190 posts in 2222 days


#10 posted 1889 days ago

I think it would completely feasible to have both trees sawed into lumber. Daren Nelson, who posts here frequently can probably give you a better idea about the feasibility of it. I frequently take just a couple trees to my sawyer. He fits them in when he has time and is very reasonable. If you have a trailer or access to one see my post on parbuckling to load logs. It is an easy way to get logs to the mill.

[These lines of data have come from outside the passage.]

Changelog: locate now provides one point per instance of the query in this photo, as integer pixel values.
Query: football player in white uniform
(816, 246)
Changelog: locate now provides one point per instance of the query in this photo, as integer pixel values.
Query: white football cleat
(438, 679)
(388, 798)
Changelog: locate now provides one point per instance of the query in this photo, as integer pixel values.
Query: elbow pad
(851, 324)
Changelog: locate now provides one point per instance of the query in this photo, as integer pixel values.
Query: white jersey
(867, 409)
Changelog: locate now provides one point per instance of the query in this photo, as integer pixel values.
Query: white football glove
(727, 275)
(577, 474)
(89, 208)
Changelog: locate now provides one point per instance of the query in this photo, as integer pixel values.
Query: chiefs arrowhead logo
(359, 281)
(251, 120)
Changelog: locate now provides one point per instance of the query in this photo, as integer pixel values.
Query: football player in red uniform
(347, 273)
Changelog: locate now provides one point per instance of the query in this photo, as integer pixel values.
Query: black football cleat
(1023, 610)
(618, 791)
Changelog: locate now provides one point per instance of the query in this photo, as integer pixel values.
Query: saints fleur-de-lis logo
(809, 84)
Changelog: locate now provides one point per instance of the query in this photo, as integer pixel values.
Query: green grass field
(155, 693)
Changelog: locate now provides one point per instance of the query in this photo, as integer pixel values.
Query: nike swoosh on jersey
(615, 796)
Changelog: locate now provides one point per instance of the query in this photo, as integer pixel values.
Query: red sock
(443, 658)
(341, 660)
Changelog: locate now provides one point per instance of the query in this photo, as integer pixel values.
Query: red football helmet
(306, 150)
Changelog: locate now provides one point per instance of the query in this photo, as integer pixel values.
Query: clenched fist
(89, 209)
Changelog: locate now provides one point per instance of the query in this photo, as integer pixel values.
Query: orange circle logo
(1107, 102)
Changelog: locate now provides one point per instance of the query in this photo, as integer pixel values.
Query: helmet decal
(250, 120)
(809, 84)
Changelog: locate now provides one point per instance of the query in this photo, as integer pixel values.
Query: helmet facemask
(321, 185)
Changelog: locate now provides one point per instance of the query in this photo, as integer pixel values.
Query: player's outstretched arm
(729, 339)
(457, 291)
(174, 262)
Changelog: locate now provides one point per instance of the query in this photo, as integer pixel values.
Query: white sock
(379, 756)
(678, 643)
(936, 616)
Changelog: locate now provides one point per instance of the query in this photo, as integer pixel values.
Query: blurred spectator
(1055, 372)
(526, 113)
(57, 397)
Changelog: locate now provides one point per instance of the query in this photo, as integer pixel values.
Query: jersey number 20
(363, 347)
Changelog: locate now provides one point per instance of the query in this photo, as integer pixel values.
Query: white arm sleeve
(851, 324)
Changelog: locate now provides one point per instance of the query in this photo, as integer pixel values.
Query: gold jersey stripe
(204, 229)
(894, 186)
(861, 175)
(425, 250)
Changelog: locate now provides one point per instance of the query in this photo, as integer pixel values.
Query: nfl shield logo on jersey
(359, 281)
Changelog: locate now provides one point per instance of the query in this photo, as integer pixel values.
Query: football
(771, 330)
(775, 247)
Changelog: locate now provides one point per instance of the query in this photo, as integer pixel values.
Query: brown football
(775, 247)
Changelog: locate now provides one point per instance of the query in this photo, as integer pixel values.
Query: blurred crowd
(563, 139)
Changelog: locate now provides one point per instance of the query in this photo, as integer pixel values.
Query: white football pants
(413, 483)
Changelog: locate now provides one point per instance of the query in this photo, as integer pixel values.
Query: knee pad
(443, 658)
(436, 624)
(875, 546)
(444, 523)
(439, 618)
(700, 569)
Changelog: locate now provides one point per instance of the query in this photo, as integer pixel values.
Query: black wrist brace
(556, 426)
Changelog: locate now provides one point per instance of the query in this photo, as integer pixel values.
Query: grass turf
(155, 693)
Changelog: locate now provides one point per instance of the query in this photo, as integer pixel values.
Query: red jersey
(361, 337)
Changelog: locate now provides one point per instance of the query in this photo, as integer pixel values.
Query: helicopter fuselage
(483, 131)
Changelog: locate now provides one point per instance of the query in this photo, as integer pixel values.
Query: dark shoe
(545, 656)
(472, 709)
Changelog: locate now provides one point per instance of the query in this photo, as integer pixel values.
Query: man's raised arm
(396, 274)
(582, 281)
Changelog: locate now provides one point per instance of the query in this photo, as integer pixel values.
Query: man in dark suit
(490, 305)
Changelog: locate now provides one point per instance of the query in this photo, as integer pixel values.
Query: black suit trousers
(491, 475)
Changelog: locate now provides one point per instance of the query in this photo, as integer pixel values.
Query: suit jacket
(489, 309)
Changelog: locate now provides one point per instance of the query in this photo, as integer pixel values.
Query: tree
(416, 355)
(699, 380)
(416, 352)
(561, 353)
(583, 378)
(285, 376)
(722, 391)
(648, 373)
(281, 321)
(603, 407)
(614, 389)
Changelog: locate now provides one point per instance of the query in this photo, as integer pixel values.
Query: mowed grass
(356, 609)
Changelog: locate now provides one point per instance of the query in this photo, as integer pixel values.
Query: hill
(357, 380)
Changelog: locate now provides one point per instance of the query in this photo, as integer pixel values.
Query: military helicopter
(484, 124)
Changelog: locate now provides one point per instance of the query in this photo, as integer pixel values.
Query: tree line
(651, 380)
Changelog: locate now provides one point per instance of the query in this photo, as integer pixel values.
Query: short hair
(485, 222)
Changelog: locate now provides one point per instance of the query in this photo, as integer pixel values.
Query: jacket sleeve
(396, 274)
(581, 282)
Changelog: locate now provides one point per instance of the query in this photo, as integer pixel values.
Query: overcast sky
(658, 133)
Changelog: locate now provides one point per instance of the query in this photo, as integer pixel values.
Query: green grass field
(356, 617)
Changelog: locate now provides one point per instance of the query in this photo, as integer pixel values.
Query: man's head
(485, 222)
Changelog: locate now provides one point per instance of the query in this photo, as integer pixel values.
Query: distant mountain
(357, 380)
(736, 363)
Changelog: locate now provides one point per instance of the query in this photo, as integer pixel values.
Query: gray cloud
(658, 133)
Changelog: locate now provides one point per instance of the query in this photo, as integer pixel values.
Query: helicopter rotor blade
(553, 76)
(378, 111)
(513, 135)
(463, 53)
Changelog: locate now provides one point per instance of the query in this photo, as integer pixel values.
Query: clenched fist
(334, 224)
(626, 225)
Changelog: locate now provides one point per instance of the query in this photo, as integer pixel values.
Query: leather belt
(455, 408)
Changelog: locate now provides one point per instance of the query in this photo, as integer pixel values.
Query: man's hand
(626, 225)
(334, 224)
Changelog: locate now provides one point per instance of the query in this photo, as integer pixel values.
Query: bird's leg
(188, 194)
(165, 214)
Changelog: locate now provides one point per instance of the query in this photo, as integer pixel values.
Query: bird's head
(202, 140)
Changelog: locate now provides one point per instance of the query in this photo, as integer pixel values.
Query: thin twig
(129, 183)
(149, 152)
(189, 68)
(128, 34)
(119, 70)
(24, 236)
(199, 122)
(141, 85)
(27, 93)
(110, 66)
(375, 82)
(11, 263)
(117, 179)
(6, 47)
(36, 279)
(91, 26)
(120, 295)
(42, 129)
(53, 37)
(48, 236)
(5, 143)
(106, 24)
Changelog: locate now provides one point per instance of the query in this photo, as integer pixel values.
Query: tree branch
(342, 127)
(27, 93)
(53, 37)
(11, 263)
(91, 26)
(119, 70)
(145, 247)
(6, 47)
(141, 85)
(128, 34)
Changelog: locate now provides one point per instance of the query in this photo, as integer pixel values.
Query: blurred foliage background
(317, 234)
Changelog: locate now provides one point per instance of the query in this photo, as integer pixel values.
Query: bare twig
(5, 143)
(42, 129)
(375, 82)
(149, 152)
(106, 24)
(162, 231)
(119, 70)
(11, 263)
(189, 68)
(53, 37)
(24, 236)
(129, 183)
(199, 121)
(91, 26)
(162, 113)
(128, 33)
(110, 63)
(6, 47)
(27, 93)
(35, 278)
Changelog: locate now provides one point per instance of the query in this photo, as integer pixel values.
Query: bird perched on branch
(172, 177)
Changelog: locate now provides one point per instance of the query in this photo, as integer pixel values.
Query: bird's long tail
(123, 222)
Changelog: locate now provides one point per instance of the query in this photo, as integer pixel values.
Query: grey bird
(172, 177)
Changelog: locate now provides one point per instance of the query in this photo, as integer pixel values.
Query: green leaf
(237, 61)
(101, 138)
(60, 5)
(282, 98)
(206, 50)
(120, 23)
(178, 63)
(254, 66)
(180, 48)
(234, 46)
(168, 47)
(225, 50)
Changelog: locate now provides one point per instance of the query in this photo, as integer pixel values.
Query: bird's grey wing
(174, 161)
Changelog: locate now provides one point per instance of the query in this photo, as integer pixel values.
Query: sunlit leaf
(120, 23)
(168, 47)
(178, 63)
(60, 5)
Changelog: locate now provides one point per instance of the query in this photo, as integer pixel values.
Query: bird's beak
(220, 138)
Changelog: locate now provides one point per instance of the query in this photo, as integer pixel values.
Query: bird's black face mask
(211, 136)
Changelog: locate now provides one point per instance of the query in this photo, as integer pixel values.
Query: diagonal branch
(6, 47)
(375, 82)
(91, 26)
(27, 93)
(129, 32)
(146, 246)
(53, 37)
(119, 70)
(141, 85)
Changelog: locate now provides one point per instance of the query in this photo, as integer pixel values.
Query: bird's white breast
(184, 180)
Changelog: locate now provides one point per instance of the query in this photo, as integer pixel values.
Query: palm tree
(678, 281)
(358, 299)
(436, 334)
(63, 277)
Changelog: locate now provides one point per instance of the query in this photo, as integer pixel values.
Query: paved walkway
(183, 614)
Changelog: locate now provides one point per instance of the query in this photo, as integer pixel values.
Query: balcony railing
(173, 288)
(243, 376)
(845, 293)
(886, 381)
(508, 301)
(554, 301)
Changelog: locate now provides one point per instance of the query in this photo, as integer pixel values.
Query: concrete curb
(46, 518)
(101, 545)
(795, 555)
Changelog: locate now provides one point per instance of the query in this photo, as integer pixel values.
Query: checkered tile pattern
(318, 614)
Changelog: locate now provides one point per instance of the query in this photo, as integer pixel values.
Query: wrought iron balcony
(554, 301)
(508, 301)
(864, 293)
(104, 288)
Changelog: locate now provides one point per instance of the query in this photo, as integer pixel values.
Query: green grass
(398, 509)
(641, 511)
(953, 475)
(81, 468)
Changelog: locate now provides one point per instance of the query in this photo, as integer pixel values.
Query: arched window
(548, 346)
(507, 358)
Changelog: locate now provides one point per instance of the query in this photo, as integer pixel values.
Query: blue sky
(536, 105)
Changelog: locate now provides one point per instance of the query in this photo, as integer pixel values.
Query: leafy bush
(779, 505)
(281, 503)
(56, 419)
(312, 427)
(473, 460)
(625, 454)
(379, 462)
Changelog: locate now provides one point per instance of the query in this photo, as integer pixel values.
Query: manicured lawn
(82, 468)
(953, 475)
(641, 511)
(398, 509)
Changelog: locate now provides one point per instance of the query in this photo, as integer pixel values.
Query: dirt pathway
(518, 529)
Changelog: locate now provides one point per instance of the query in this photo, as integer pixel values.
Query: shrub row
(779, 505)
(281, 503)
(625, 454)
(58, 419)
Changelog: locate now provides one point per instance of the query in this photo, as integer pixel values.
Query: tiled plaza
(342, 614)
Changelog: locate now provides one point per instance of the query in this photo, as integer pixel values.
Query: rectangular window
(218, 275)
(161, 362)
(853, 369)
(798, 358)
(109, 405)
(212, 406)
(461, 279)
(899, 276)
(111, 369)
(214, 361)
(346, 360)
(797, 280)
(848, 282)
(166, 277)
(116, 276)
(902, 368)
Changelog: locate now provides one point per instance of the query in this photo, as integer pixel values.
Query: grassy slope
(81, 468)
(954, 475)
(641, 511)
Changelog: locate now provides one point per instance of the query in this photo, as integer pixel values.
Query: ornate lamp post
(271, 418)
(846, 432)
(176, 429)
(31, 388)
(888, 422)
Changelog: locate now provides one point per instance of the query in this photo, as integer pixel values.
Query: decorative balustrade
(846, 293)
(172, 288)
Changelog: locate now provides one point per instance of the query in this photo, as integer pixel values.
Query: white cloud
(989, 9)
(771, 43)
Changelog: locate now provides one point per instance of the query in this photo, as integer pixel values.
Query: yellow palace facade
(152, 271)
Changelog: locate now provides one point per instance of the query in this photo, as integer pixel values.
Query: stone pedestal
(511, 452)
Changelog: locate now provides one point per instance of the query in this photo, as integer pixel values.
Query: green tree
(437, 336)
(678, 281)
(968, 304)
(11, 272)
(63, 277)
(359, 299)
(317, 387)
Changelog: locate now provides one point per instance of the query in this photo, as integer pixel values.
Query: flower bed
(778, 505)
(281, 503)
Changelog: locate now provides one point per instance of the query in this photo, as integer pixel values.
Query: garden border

http://lumberjocks.com/mart/blog/7919

Check your logs carefully for metal, even running over them with a metal detector (if you have access to one) before taking them in. Yard logs tend to have some metal in them and sawyers typically charge for hitting nails (nails are hell on blades) and other assorted metal in the logs. I don’t know what mobile sawyers in the lower 48 charge for set up and sawing but they are pretty high here in Alaska. I always haul my logs to the mill but a mobile sawyer is an option if you can’t get the logs to the mill yourself.

Good luck. Getting wood sawed into lumber gets to be addictive after a while and I find myself looking at trees that are being cut with an eye to how much lumber could a guy get out of it. It is really enjoyable to look out in the side yard and see a nice stack of lumber, neatly stacked, stickered and covered, air drying for future projects.